3653597 - Synthesis and characterization of folate-targeted monodisperse PEG-based conjugates made by chemo-enzymatic methods for cancer diagnosis and treatment. 03:40pm - 04:00pm USA / Canada - Pacific - March 21, 2022 | Room: Marriott Grand Ballroom: Section 1
Abstract: This paper focuses on the synthesis and characterization of new bivalent folate-targeted PEGylated doxorubicin (FA2-dPEG-DOX2) made by modular chemo-enzymatic processes using Candida antarctica lipase B (CALB) as biocatalyst. Unique features are the use of monodisperse PEG (dPEG) and the synthesis of FA-SH yielding exclusive γ-conjugation of folic acid (FA). In comparison, conjugates in the literature use the activated ester method to attach FA to polymers that gives a mixture of products that need to be purified to separate the biologically active γ-conjugate. The synthetic strategies are shown in Figure 1.

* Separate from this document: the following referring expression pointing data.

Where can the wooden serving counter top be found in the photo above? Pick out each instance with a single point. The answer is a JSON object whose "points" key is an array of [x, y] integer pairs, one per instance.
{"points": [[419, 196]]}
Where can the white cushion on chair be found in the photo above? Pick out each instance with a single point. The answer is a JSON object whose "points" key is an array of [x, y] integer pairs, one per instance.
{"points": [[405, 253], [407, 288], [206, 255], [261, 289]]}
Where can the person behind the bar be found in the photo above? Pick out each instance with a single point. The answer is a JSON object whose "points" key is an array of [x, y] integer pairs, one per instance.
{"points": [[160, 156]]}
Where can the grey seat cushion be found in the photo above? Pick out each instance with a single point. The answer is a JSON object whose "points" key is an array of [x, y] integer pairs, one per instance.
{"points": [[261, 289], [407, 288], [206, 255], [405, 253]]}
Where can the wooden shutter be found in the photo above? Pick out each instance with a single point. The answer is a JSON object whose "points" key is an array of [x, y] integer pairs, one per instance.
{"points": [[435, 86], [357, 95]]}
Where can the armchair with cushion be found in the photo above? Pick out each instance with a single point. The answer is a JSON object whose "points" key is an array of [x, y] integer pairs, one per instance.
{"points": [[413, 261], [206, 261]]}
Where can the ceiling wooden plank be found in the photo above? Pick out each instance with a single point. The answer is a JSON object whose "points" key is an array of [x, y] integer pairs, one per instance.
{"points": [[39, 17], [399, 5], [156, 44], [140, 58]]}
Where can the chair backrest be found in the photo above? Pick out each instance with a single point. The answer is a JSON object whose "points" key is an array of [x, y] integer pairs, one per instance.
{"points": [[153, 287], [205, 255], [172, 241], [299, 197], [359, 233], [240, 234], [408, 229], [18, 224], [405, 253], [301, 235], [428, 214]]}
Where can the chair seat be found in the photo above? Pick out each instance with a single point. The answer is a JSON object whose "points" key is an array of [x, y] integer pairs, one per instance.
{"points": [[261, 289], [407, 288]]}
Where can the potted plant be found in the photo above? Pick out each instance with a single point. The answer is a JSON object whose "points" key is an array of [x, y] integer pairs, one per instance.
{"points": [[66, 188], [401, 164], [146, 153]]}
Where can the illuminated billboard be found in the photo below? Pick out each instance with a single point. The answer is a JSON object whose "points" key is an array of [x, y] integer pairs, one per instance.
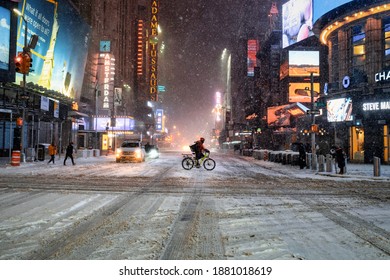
{"points": [[303, 63], [159, 120], [280, 116], [321, 7], [297, 22], [253, 46], [5, 29], [61, 53], [121, 123], [301, 92], [339, 110]]}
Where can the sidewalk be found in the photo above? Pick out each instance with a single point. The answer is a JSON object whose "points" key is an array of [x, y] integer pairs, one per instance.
{"points": [[353, 170]]}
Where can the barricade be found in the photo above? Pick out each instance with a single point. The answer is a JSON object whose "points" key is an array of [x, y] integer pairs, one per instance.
{"points": [[321, 163], [377, 167], [15, 159]]}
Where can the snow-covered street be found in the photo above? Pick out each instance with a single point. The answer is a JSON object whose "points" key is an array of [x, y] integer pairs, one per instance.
{"points": [[244, 209]]}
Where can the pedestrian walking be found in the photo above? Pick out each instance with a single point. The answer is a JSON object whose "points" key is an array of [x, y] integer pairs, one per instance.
{"points": [[339, 155], [52, 152], [302, 156], [69, 153]]}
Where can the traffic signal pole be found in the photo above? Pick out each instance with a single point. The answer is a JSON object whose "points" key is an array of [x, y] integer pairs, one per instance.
{"points": [[313, 122], [24, 72]]}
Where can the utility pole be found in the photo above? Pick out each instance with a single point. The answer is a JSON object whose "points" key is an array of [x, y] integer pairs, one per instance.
{"points": [[25, 52], [313, 122]]}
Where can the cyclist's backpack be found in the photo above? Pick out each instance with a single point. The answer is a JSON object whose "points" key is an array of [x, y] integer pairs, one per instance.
{"points": [[193, 148]]}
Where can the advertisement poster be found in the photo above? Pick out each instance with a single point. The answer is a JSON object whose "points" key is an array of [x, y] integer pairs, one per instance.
{"points": [[5, 17], [339, 110], [321, 7], [303, 63], [253, 47], [297, 21], [279, 116], [60, 56], [104, 123], [301, 92]]}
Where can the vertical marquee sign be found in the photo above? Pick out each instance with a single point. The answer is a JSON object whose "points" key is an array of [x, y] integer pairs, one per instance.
{"points": [[106, 81], [153, 42]]}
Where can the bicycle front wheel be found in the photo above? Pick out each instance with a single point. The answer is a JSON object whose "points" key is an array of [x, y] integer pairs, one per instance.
{"points": [[209, 164], [187, 163]]}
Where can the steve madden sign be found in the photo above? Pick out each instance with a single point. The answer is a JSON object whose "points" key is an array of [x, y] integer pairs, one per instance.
{"points": [[376, 106], [382, 76]]}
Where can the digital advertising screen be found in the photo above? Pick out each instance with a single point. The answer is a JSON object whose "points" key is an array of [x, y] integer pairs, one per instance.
{"points": [[303, 63], [321, 7], [278, 116], [60, 55], [297, 21], [339, 110], [5, 38], [301, 92], [101, 124], [253, 46]]}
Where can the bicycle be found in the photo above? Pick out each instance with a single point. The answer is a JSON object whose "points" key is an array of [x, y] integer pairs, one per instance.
{"points": [[189, 161]]}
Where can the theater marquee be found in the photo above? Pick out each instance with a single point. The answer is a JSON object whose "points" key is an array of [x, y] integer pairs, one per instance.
{"points": [[153, 44]]}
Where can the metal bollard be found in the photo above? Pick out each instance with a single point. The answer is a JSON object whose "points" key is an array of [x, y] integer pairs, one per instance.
{"points": [[377, 167], [321, 163], [328, 163], [308, 160], [314, 162]]}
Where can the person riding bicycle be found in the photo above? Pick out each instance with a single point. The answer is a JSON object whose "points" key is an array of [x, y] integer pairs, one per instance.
{"points": [[199, 150]]}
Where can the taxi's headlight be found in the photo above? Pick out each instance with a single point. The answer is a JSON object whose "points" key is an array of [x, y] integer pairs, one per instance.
{"points": [[138, 153], [153, 154]]}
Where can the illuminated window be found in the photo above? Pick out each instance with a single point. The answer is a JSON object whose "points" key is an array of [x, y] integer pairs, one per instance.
{"points": [[386, 38], [335, 57], [358, 48]]}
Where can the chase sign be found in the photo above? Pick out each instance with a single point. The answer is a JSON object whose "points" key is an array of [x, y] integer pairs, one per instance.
{"points": [[382, 76]]}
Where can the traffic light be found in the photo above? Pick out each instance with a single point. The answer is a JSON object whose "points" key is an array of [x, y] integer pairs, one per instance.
{"points": [[19, 63], [23, 62], [27, 63]]}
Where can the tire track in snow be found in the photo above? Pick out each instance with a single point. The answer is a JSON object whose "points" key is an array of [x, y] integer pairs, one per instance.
{"points": [[63, 244], [195, 232]]}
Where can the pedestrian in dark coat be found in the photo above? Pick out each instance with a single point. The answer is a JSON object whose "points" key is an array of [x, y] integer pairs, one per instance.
{"points": [[302, 156], [52, 152], [340, 159], [69, 153]]}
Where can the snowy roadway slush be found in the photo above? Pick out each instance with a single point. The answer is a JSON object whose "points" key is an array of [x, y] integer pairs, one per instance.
{"points": [[244, 209]]}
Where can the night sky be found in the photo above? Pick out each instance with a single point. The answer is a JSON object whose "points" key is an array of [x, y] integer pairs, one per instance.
{"points": [[195, 34]]}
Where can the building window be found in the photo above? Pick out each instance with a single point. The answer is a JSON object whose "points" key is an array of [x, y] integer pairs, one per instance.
{"points": [[335, 58], [358, 49], [386, 44]]}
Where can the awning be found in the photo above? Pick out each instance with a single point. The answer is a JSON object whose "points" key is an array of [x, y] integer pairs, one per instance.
{"points": [[76, 114], [297, 109]]}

DOX fluoresces in the red so it has dual properties as both a diagnostic and therapeutic agent. It does not interfere with live tissue fluorescence. The modular approach with enzyme catalysis leads to selectivity, full conversion and high yield, and no transition metal catalyst residues. Flow cytometry analysis showed that at 10 µM concentration, both free DOX and FA2-dPEG-DOX2 would be taken up by 99.9% of triple-negative breast cancer cells in 2 h. Fluorescence was detected for 5 days after injecting compound IV into mice. Preliminary results showed that intra-tumoral injection seemed to delay tumor growth more than intravenous delivery.